Before you get to grapple with reading the signs, a thorough understanding of the basics will help. Jeff Mayo’s Astrology: A Key to Personality will take you through them: how to interpret a chart, what astrology can tell us about the roots of our behaviour and what it can say about our future. Sue Merlyn Farebrother offers a comprehensive, step-by-step course in getting to grips with astrology in Astrology Decoded. Carolyne Faulkner offers a more contemporary take on the 12 signs in The Signs, with straightforward and simple guidance on using your birth chart to make better life decisions and forge stronger relationships.

The book contains 1,176 combinations of personalities, which is probably more than most people can manage in a lifetime

For those who want to really dig into the 12 astrological signs themselves, take a look at The Inner Sky by Steven Forrest, which acts as a brilliant primer for newbies and a great reference for those who want to expand their knowledge.

Once you feel comfortable working out the difference between your risings and your retrogrades, Farebrother’s follow-up, Astrology Forecasting, will give you a handle on astrological prediction. By exploring the four main forecasting techniques, she helps the reader understand how to take charge of readings and help get a better grip on what lies ahead in their life. Fancy something a little more bite-sized? Astrology IRL strips away the detail to get to the meat of the matter with straight-talking and truthful life advice according to the stars.

Of course, there’s also the astrological approach to dating to be considered: perhaps that rift in your relationship, budding romance or overly long dry spell is due to issues beyond your control. There’s much to be said about compatibility at an astrological level, not least by Gary Goldschneider and Joost Elffers, the authors behind The Secret Language of Relationships: Your Complete Personology Guide to Any Relationship with Anyone. The book contains 1,176 combinations of personalities, which is probably more than most people can manage in a lifetime but makes for an excellent coffee-table tome to reach for at a party.

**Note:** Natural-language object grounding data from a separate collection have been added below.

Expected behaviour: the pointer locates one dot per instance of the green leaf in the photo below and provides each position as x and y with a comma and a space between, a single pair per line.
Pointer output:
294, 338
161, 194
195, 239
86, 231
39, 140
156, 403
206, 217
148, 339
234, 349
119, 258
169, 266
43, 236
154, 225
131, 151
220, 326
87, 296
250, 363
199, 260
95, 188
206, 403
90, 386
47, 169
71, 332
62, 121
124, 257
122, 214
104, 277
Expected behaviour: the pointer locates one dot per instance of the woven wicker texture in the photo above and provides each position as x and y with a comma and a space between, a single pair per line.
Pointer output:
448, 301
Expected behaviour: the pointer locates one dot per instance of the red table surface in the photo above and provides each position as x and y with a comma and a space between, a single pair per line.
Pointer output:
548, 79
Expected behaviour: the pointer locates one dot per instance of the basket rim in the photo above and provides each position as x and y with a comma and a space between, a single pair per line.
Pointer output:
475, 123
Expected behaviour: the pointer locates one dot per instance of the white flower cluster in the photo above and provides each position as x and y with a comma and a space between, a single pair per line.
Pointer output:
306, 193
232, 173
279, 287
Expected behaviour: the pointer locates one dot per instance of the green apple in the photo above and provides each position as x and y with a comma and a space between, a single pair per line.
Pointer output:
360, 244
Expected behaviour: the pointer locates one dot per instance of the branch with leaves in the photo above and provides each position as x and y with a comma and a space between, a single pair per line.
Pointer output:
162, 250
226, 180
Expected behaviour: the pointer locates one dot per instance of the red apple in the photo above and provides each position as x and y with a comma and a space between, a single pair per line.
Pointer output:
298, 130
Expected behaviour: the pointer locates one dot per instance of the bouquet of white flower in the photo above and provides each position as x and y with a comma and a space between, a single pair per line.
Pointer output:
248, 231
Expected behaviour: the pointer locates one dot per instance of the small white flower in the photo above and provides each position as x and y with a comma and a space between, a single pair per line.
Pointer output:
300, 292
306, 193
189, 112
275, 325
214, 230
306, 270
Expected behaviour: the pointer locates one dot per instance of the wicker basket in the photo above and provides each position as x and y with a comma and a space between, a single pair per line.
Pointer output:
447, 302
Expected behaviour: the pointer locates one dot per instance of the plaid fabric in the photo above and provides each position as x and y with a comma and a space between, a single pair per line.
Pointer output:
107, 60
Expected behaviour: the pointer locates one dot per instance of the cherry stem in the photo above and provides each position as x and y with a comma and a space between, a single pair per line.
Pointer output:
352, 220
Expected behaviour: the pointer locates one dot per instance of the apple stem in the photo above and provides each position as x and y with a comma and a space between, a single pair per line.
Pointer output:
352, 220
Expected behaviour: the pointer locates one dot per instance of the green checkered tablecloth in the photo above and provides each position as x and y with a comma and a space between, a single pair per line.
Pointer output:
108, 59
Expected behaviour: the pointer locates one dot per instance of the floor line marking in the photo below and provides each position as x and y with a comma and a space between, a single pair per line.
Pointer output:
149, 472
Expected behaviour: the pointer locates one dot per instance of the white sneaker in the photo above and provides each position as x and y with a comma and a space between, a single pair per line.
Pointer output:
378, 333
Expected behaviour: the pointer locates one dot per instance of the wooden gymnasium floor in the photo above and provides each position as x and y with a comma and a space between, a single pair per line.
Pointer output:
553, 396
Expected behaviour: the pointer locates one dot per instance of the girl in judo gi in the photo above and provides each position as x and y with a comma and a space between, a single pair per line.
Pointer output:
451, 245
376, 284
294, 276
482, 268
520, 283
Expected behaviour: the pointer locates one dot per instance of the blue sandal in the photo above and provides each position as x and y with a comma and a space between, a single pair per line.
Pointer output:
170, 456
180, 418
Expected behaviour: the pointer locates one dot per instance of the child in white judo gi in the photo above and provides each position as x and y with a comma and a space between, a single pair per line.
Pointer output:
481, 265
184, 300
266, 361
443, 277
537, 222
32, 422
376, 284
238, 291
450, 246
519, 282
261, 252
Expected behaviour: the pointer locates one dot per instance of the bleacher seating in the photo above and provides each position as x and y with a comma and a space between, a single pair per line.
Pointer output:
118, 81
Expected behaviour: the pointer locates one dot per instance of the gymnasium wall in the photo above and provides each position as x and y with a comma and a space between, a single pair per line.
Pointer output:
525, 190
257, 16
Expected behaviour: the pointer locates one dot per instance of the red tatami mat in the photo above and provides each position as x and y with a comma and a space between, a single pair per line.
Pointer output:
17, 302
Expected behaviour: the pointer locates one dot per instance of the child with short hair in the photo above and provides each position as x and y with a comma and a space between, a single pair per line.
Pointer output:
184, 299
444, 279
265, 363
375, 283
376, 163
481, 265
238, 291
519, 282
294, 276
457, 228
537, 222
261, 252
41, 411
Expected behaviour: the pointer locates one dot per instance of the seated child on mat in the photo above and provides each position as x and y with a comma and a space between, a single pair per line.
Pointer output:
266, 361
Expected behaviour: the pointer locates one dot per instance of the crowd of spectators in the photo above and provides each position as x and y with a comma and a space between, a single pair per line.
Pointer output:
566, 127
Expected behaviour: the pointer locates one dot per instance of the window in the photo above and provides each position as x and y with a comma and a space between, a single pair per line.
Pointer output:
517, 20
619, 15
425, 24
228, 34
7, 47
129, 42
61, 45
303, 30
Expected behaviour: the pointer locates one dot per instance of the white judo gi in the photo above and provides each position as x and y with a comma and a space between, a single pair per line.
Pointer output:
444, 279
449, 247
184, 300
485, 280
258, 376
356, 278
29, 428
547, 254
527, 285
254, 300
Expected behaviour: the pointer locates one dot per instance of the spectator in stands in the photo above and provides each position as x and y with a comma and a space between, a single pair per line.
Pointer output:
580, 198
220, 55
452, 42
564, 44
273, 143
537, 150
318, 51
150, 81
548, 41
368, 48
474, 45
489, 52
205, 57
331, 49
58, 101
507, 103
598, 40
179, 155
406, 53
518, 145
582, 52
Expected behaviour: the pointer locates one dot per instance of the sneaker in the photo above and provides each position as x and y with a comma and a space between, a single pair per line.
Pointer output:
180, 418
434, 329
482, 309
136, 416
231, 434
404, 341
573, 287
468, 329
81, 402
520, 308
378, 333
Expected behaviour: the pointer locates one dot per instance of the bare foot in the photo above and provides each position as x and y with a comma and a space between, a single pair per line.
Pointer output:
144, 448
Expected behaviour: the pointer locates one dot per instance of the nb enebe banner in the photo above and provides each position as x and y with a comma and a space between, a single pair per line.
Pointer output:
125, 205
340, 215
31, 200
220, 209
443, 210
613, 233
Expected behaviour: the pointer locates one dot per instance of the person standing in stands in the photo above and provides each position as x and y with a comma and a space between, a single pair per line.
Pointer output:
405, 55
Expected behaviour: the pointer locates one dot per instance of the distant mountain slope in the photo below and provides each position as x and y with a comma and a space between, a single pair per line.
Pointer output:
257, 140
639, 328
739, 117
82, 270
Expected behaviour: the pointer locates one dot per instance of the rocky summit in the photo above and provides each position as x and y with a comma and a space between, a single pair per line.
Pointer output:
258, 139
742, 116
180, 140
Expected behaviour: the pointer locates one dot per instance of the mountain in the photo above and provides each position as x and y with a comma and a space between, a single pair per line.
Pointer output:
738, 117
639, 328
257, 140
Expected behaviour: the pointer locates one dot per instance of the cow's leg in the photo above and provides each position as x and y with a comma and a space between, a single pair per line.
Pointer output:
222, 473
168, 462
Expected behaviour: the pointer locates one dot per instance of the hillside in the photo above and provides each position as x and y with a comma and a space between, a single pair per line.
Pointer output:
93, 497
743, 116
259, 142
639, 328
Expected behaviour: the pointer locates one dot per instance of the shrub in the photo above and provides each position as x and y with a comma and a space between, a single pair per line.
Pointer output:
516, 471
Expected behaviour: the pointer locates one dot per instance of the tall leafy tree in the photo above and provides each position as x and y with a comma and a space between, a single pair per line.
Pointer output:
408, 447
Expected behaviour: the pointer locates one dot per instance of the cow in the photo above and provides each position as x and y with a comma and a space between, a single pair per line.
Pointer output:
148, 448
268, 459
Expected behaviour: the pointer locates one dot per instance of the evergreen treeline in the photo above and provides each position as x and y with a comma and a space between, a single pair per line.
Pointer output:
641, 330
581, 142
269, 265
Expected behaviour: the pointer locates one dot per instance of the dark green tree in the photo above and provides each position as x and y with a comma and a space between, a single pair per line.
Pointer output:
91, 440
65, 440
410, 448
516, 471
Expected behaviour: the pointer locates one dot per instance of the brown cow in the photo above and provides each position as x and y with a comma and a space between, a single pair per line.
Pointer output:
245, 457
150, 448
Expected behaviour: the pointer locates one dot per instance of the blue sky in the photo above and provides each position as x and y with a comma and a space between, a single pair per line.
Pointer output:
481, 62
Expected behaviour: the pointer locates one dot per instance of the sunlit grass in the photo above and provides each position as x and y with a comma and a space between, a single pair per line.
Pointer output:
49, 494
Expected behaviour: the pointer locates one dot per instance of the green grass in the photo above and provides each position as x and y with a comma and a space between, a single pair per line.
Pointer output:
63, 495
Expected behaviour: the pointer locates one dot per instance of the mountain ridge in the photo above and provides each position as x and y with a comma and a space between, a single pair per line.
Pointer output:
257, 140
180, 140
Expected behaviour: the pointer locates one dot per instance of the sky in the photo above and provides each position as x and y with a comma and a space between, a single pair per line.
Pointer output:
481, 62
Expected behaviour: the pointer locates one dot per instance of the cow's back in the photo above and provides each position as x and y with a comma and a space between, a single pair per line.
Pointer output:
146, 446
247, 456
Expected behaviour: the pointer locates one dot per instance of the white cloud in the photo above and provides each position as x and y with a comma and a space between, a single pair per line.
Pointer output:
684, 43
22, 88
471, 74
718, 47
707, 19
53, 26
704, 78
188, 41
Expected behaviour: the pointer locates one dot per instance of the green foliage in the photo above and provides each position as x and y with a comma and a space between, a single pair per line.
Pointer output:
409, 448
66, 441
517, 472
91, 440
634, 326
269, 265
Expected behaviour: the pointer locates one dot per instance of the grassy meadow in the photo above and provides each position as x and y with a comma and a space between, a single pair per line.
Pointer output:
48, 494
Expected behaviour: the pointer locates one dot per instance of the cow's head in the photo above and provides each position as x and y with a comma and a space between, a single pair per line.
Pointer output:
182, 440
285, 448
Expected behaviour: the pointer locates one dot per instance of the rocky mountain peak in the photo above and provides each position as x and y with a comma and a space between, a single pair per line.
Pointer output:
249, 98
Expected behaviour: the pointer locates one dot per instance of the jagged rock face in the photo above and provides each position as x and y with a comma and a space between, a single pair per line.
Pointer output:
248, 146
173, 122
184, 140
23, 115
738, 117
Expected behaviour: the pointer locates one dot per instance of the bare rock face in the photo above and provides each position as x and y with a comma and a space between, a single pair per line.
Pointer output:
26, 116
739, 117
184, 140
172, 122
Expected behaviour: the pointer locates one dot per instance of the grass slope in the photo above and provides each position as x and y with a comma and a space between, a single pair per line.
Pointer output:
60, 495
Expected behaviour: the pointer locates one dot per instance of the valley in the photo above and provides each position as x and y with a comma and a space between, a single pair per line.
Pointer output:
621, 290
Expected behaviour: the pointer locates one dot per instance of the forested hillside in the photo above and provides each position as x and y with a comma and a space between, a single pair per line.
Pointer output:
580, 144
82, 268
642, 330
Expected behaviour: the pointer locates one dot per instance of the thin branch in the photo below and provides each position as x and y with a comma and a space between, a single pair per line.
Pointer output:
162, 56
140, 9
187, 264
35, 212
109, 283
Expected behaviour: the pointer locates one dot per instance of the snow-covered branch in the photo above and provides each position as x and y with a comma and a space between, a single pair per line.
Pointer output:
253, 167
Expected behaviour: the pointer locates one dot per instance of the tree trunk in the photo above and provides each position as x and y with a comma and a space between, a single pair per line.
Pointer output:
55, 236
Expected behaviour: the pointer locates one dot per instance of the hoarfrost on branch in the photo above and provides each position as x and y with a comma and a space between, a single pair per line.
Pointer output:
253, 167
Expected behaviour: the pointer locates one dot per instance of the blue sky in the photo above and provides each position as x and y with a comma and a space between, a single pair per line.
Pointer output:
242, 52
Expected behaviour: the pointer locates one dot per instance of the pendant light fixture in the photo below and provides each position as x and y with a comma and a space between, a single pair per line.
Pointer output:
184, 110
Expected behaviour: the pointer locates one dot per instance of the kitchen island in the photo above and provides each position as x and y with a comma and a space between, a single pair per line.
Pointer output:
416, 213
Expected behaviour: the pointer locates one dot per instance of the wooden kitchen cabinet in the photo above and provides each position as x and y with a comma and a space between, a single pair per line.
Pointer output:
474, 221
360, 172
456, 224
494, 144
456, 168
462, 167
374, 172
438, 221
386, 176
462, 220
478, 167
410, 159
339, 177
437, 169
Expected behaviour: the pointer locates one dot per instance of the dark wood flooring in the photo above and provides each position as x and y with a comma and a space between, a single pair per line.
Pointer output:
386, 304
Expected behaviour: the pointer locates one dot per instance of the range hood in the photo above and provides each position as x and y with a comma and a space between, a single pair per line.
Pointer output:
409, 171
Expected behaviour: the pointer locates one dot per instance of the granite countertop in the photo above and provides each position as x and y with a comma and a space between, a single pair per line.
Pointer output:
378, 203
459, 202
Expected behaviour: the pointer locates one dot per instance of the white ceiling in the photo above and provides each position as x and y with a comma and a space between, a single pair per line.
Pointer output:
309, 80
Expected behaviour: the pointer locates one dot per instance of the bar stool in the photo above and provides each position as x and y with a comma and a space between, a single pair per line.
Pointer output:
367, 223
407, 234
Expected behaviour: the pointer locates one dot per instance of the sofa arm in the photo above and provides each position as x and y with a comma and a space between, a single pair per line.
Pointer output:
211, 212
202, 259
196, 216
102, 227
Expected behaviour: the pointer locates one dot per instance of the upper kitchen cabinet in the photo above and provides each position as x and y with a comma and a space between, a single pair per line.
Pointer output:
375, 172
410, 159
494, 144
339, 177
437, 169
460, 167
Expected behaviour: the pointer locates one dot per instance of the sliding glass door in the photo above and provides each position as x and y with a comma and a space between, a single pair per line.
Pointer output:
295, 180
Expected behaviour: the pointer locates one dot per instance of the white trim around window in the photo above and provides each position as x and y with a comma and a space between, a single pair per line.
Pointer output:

If you’re after something a little more accessible, millennial astrologer Annabel Gat released The Astrology of Love & Sex in 2019, which explains the flirting, dating and sexual preferences of each star sign, as well as compatibility profiles.

Perhaps you’re after a more practical means of putting your astrological intel into action. Enter Sandy Sitron’s Moon Journal, a beautiful guided journal to help you harness the changing energies of the moon through affirmations, rituals and exercises – with some astrological guidance along the way.

And finally, if you just want to dip a toe in via some astrologically themed fiction, there’s plenty – and from surprising sources. Eleanor Catton won the Booker Prize in 2013 with The Luminaries, a novel tightly structured around the movements of the moon, both in date and shape to reflect its waning size. Readers were intrigued by chapter titles such as “Mercury in Capricorn” at the time, but those with a good grounding in astrology would have been offered another reading entirely.

Catton wasn’t the first to do this, either. In fact, those dismissing astrology as a fad would do well to look to Chaucer: the 14th-century poet set his epic Troilus and Criseyde according to astrological principles, a move aped by Spenser in writing The Faerie Queen. But as you’ll know, after reading some of these books, those naysayers are probably just Aries, anyway.